Does a foreign-to-foreign deal need Turkish merger clearance?
It can. Turkish merger control is effects-based: even a transaction signed entirely outside Turkey requires notification if the parties generate enough Turkish turnover — including export sales into Turkey — to meet the thresholds under Communiqué 2010/4. The buyer's nationality and place of incorporation are irrelevant.
What is the worldwide turnover threshold for Turkish merger control?
Under the second limb of the test, a deal is notifiable where the acquired business (or one merging party) has Turkish turnover over TRY 1 billion and at least one other party has worldwide turnover exceeding TRY 9 billion. This is the limb that most often catches large international groups acquiring a Turkish business.
Can we close the deal before the Competition Board approves it?
No. Turkey has a suspensory regime: the standstill obligation in Article 11(1)(a) of Law No. 4054 means a notifiable transaction cannot be implemented in Turkey before the Competition Board grants clearance, and a deal closed in breach has no legal effect in Turkey until approved.
What happens if we close without clearance (gun-jumping)?

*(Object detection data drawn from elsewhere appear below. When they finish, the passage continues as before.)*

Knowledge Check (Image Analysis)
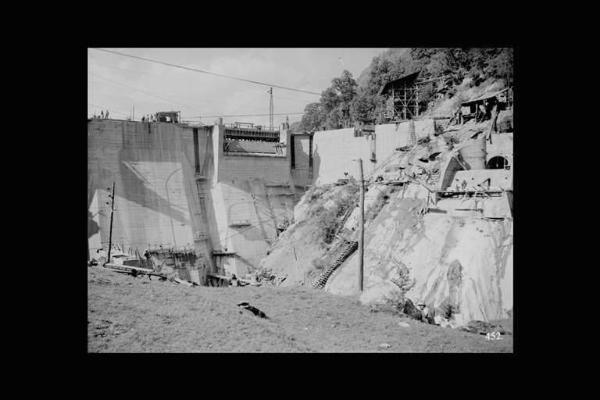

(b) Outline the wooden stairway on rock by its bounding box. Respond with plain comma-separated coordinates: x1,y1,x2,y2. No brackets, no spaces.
312,240,358,289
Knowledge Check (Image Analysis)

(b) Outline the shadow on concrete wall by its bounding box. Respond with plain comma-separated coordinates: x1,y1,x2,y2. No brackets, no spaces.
116,160,191,225
88,211,100,239
311,142,321,185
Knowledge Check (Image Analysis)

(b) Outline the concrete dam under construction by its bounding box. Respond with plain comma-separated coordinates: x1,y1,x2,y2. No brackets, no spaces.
87,119,311,282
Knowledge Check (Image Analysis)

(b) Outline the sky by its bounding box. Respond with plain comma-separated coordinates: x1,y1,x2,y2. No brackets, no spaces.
88,48,386,126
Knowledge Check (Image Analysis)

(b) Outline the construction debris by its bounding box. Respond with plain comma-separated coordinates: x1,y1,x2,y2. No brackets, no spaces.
238,301,269,319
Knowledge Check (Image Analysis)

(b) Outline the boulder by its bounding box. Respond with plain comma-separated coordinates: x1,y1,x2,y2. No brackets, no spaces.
359,281,401,305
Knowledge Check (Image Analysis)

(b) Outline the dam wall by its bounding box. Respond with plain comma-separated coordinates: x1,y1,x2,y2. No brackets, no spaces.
87,119,303,275
312,118,435,185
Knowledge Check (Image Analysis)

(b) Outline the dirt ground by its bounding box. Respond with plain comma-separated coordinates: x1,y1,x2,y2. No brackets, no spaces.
87,267,513,353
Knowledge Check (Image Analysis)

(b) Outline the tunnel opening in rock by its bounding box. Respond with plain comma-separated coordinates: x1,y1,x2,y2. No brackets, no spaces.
487,156,508,169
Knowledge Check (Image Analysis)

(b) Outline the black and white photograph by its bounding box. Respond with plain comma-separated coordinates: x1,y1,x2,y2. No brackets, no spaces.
86,46,522,354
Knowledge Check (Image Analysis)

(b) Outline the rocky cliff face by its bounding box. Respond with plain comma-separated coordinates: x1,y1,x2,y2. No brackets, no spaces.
255,111,513,326
325,186,513,325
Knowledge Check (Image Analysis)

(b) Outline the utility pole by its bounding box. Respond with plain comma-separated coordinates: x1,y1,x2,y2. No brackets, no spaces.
357,158,365,292
107,182,115,263
268,88,273,131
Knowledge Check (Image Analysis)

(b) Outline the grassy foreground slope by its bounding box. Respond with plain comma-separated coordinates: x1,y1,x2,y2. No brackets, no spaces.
87,267,513,352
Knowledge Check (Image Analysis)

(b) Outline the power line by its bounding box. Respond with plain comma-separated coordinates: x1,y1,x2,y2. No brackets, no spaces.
92,72,198,110
88,103,131,117
94,49,321,96
186,113,304,118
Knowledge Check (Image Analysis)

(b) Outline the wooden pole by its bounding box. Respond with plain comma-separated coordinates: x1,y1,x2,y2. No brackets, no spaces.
357,158,365,292
107,182,115,263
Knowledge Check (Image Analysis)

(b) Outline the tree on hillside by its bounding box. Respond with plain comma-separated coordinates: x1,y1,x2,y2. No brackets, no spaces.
301,48,513,131
300,103,325,132
321,70,358,129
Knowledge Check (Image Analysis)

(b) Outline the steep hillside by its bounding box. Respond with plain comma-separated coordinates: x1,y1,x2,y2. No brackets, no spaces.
255,83,513,326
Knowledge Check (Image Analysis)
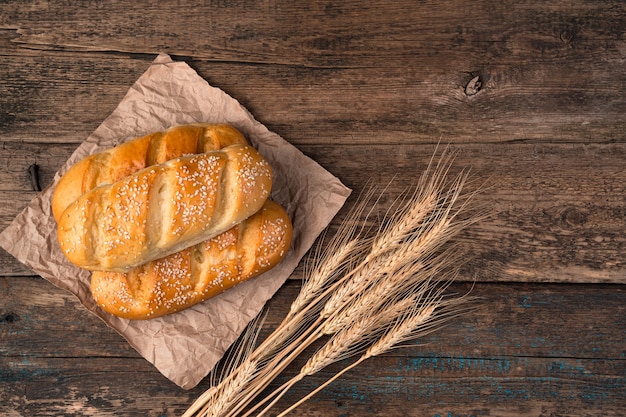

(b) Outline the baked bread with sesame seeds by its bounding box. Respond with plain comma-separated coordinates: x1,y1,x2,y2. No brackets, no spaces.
57,145,272,272
52,123,248,221
91,200,292,320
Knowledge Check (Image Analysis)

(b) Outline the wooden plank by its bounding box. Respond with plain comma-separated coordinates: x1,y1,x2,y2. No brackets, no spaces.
0,2,626,144
0,142,626,283
0,277,626,416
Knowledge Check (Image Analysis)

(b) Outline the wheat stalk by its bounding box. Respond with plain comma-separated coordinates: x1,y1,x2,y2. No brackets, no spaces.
180,148,483,417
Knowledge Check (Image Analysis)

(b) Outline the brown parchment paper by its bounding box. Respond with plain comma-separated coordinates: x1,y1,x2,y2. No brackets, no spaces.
0,54,350,389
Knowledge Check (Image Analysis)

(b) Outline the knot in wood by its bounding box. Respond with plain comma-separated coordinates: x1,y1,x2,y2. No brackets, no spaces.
465,75,482,96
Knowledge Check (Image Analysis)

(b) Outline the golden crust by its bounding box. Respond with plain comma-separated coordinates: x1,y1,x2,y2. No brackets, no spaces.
52,123,248,221
57,145,272,272
91,201,292,320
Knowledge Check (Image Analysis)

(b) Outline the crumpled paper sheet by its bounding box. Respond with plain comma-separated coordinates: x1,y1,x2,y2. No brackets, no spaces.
0,54,350,389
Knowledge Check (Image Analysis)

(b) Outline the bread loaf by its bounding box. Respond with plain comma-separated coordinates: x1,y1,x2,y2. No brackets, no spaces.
91,201,292,319
52,123,248,222
58,145,272,272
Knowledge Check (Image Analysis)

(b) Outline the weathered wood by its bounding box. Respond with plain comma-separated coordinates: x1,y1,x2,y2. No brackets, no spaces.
0,0,626,417
0,2,626,144
0,277,626,416
0,142,626,283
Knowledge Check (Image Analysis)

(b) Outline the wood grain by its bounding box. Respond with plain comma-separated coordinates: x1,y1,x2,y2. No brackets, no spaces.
0,277,626,416
0,0,626,417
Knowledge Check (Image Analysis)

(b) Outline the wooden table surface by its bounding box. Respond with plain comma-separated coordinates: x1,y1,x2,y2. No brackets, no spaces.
0,0,626,417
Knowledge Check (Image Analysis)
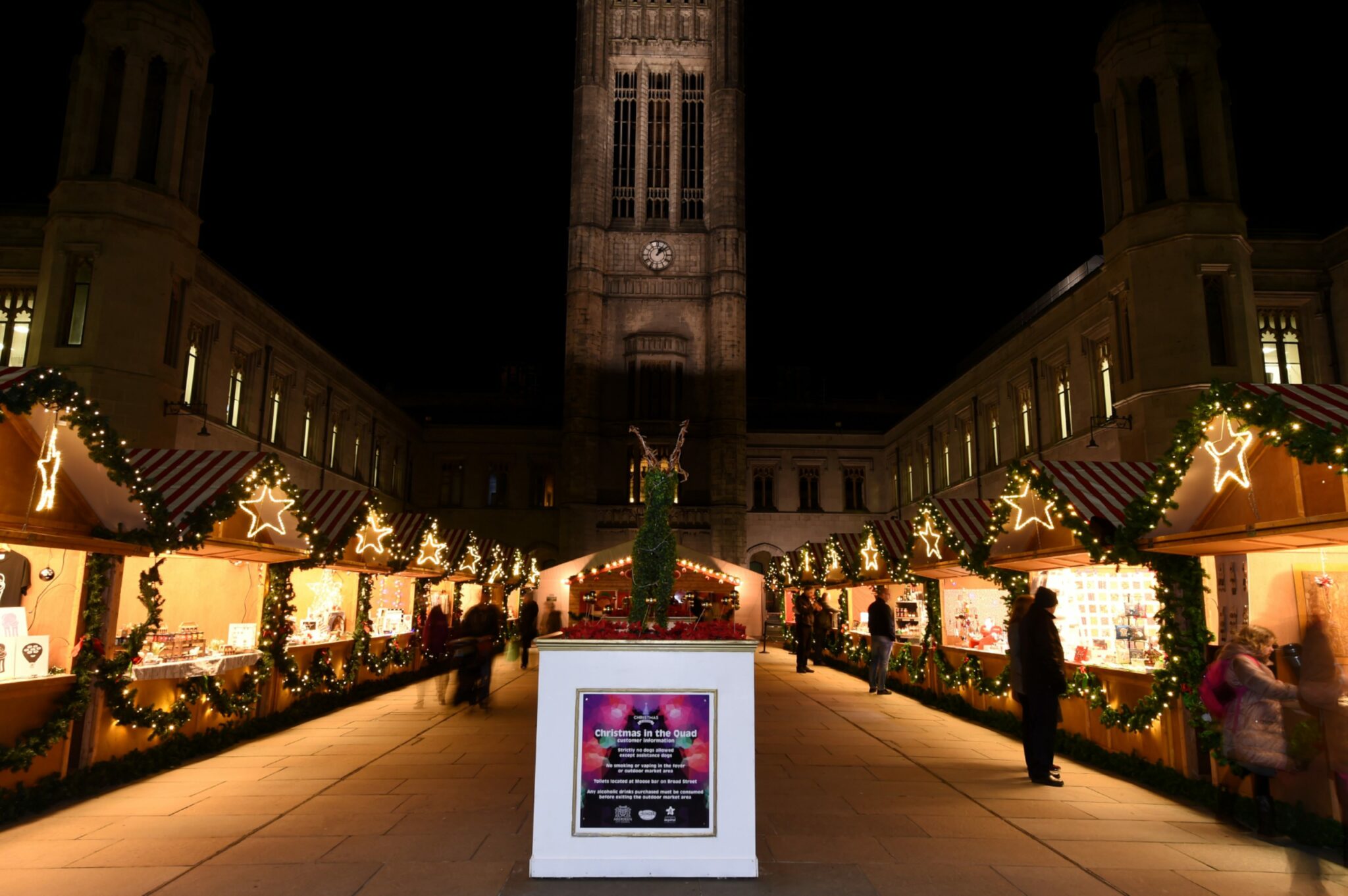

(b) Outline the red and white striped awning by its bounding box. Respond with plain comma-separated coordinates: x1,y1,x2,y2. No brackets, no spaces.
388,513,426,550
833,532,862,568
301,489,369,539
1035,460,1156,526
1237,383,1348,431
871,517,912,558
127,449,267,532
935,497,992,544
0,366,38,389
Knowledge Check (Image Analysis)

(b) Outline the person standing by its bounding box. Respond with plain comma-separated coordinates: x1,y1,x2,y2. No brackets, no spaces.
867,585,898,694
519,591,538,668
795,587,814,672
1016,587,1068,787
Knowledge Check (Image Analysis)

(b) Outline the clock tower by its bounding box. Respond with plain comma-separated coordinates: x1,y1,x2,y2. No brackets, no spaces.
559,0,747,563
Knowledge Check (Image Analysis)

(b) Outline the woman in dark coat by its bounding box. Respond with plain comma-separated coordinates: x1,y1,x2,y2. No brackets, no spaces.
1016,587,1068,787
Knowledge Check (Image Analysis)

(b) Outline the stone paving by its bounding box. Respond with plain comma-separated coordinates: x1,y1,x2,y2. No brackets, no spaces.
0,649,1348,896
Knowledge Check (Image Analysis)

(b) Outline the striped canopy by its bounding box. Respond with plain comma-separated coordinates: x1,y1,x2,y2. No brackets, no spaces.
1035,460,1156,526
935,497,992,544
302,489,369,539
388,513,426,559
127,449,267,532
1237,383,1348,432
871,517,912,558
0,366,38,389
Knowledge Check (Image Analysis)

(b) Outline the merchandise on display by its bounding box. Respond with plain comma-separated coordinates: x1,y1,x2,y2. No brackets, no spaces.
1043,566,1162,670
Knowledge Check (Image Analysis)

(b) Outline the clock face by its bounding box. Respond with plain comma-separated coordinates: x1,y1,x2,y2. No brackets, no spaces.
642,240,674,271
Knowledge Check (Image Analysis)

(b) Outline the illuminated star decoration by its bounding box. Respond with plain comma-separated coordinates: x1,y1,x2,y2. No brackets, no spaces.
862,535,880,572
1002,480,1052,532
1203,414,1255,492
458,539,482,576
34,426,61,510
309,570,341,609
356,510,394,555
238,485,296,537
914,513,941,557
417,524,449,566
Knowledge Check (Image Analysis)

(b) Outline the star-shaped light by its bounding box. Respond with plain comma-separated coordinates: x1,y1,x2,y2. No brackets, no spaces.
1002,480,1052,532
1203,414,1255,492
32,426,61,510
914,513,941,557
309,570,341,609
356,510,394,557
417,523,449,566
458,539,482,576
238,485,296,537
862,535,880,572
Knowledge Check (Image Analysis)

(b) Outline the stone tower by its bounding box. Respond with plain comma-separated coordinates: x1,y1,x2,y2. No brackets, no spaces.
561,0,747,562
32,0,213,445
1096,0,1262,459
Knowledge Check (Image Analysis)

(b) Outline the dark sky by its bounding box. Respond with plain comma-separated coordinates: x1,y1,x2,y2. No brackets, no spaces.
0,0,1348,426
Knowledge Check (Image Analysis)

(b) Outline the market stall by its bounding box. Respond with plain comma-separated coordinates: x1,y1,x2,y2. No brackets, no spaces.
1142,384,1348,818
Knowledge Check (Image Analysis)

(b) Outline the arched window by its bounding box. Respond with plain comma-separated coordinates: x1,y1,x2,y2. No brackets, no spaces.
1138,78,1166,205
1180,72,1208,197
136,57,168,184
89,47,127,174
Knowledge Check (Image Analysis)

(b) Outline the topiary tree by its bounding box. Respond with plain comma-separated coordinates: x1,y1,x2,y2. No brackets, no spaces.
627,420,687,626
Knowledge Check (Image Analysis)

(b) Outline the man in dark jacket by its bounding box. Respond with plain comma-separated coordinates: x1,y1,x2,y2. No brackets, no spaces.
795,587,814,672
519,591,538,668
1018,587,1068,787
867,585,898,694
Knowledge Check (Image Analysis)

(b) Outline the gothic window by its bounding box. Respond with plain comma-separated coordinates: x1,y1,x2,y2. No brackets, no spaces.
1095,339,1114,416
842,466,866,510
754,466,777,510
267,376,286,445
529,465,556,507
1138,78,1166,205
796,466,819,510
225,357,244,430
0,287,38,366
486,464,507,507
1180,72,1208,197
61,255,93,346
1258,309,1302,383
988,404,1002,469
165,278,188,366
89,47,127,174
646,72,670,220
1203,274,1231,366
1016,386,1034,454
440,460,464,507
613,72,636,218
136,57,168,184
679,72,706,221
1054,365,1072,439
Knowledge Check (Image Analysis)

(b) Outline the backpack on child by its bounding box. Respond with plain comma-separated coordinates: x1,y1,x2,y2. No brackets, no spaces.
1199,659,1240,720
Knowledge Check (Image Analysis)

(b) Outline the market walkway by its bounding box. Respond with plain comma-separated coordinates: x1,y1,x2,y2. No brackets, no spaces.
0,651,1348,896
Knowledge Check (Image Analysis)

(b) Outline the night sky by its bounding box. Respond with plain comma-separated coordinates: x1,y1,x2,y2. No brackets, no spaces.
0,0,1348,426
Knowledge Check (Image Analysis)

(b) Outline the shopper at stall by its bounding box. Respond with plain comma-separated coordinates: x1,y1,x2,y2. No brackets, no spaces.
1214,625,1297,835
795,587,816,672
519,591,538,668
1018,587,1068,787
538,595,562,635
867,586,898,694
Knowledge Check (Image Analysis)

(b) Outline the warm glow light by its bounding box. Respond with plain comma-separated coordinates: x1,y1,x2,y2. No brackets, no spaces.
914,513,941,557
1203,414,1255,492
1002,480,1052,532
356,510,394,555
32,426,61,510
238,485,296,537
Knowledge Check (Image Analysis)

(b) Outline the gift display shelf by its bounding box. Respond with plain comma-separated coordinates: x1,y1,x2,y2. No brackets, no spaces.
131,651,261,682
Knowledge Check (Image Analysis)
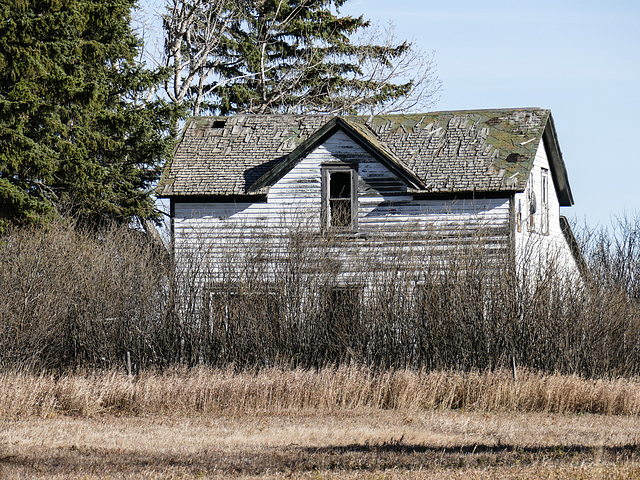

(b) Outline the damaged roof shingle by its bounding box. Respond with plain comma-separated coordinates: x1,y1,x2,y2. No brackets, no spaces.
157,108,572,203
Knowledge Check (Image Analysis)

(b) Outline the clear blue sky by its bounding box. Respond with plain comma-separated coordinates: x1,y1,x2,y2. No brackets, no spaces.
341,0,640,225
141,0,640,226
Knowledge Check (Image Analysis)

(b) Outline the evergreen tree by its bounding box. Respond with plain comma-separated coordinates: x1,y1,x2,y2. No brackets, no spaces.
0,0,171,230
164,0,439,115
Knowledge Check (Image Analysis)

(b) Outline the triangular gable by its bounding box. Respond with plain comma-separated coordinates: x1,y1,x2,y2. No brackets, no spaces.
247,117,425,193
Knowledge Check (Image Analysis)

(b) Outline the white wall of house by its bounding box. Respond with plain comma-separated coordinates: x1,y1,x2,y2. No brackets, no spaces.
173,131,510,281
514,142,579,278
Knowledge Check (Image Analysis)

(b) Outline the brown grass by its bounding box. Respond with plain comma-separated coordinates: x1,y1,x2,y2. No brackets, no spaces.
0,366,640,418
0,409,640,480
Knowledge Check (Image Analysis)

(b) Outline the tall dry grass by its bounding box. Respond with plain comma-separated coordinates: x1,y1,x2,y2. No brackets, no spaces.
0,214,640,378
0,366,640,418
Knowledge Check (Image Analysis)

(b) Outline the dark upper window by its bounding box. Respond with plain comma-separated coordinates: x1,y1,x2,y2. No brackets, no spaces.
322,165,358,230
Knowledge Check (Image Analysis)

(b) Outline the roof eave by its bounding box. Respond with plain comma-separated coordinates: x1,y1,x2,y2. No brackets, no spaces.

Under Article 16 of Law No. 4054 the Board imposes an automatic fine of 0.1% of Turkish turnover from the preceding financial year — on the acquirer in an acquisition, or on both parties in a merger — regardless of whether the deal would have been cleared. A statutory minimum fine, set annually and indexed, applies where 0.1% is lower. The Board may also order an unwinding and treat the breach as an aggravating factor.
How long does Turkish merger clearance take?
Most straightforward deals clear in Phase I, typically within about 30 calendar days of a complete filing. If the Board has concerns, it opens a Phase II investigation of up to around six months, which can be extended once by up to a further six months. The clock restarts whenever the Board requests more information.
How is the technology undertaking rule applied after 2026?
For a technology undertaking established in Türkiye — in fields such as digital platforms, software and gaming, fintech, biotechnology, pharmacology, agrochemicals, or health technologies — the target's threshold is reduced to TRY 250 million of Turkish turnover. Since February 2026 this is a minimum the target must meet, not a threshold that is switched off, so a small or pre-revenue Turkish tech target now falls outside notification on this basis.